Borell diz que ofensiva israelita em Rafah provocará crise humanitária ainda maior

Alto representante da UE deixou claro que, neste momento, não há possibilidade de começar a discutir planos de paz.

07 de maio de 2024 às 14:00

O alto representante da União Europeia (UE) para Assuntos Externos e Segurança, Josep Borrell, alertou esta terça-feira que a ofensiva terrestre empreendida pelo Exército israelita em Rafah provocará uma crise humanitária "ainda maior" do que a que Gaza já sofre.

"Certamente a situação é muito preocupante. Não posso antecipar as perdas humanitárias que isto vai originar", alertou Borrell, perante a imprensa, à chegada a um Conselho de Ministros europeu do Desenvolvimento.

"Produzirá outra grande crise humanitária, ainda maior do que a que existe. Veremos como podemos mitigar as consequências desta situação", prosseguiu.

O chefe da diplomacia da UE lamentou que a ofensiva terrestre israelita contra Rafah (sul de Gaza) começou (apesar de todas as petições da comunidade internacional".
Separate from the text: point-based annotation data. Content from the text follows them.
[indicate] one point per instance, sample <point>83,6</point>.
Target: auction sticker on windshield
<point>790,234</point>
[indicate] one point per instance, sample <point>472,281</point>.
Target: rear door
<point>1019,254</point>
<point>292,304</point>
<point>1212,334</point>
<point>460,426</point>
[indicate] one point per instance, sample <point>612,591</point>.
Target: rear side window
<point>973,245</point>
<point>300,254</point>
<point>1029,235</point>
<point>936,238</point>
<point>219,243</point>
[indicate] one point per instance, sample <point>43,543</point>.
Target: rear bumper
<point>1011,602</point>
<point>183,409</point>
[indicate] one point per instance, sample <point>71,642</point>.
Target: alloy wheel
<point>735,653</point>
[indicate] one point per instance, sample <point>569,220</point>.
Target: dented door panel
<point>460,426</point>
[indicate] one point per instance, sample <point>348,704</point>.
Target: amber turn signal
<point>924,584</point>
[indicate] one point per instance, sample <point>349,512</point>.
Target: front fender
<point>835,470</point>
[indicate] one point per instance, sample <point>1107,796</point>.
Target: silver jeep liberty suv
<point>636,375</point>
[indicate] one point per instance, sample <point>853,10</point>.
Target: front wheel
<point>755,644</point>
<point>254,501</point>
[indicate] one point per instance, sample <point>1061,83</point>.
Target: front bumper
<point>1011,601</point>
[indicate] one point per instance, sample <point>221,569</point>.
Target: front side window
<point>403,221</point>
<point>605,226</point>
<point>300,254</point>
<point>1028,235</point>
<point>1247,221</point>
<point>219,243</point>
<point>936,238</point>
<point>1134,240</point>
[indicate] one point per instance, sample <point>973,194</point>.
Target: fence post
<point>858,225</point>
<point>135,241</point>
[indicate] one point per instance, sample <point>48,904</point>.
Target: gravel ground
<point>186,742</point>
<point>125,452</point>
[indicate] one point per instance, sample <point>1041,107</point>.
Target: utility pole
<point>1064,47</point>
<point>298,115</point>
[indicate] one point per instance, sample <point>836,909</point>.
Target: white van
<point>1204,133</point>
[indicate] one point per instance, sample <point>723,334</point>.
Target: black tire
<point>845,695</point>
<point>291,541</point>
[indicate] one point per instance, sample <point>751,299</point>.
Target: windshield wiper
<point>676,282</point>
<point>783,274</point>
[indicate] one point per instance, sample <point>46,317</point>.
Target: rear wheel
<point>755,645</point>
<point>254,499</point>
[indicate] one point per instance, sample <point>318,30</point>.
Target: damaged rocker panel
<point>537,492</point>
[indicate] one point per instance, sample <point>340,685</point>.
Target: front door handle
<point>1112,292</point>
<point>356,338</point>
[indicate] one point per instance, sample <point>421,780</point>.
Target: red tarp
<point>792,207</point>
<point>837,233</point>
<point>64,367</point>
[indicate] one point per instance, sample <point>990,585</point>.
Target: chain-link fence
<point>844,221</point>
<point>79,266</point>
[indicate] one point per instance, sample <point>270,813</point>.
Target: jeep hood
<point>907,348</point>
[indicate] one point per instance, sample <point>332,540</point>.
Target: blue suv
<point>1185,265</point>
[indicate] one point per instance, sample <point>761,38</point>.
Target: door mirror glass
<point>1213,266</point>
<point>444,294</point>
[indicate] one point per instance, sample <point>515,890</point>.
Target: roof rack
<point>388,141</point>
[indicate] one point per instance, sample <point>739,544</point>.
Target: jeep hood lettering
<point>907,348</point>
"Temo que esta vá causar de novo muitas baixas civis", insistiu e recordou que na Faixa de Gaza há mais de 600 mil crianças que serão "empurrados para zonas seguras", sublinhando que não há "zonas seguras" em Gaza.

Também destacou que a UE não está no terreno para reunir informação, algo que obtém pela imprensa e as Nações Unidas, que "têm a capacidade de avaliar a situação" no local.

Questionado sobre se os ministros europeus vão tomar alguma medida perante esta situação, o político espanhol afirmou que os titulares do Desenvolvimento falaram hoje sobre "como aumentar o apoio", e que no próximo dia 27, a situação política será considerada.

"Este não é o local para discutir sanções, mas sim cooperação e apoio. Veremos no próximo Conselho de Negócios Estrangeiros", comentou.

Sobre a carta remetida por Espanha e pela Irlanda, à Comissão Europeia, para pedir a restrição do Acordo de Associação entre a UE e Israel, Borell, disse que, segundo a informação de que dispõe, a presidente da instituição, Ursula von der Leyen, não respondeu à missiva.

Borrell deixou claro que, neste momento, infelizmente, não há possibilidade de começar a discutir planos de paz", e pediu para se continuar a trabalhar por um cessar fogo, pela libertação dos reféns nas mãos do grupo islamista Hamas e pelo início de um processo político.

Além disso, disse que não vê razão para não serem retomados os pagamentos à Agência da ONU para os Refugiados Palestinianos, a UNRWA, após o relatório independente elaborado pela exministra francesa Catherine Colonna, na sequência das acusações israelitas de terrorismo contra a organização.

Após esse relatório, Borrell assegurou que a idea de cortar financiamento à UNRWA "não tem fundamento".

Recordou que todos os Estados-membros retomaram os pagamentos à UNRWA, "uma instituição fundamental para centenas de milhares de pessoas".

Também apontou que recebeu uma carta do chefe da UNRWA, Philippe Lazzarini, na qual solicita que a Comissão Europeia proceda aos financiamentos seguintes previstos para a agência, e espera que os Estados-membros apoiem este pedido.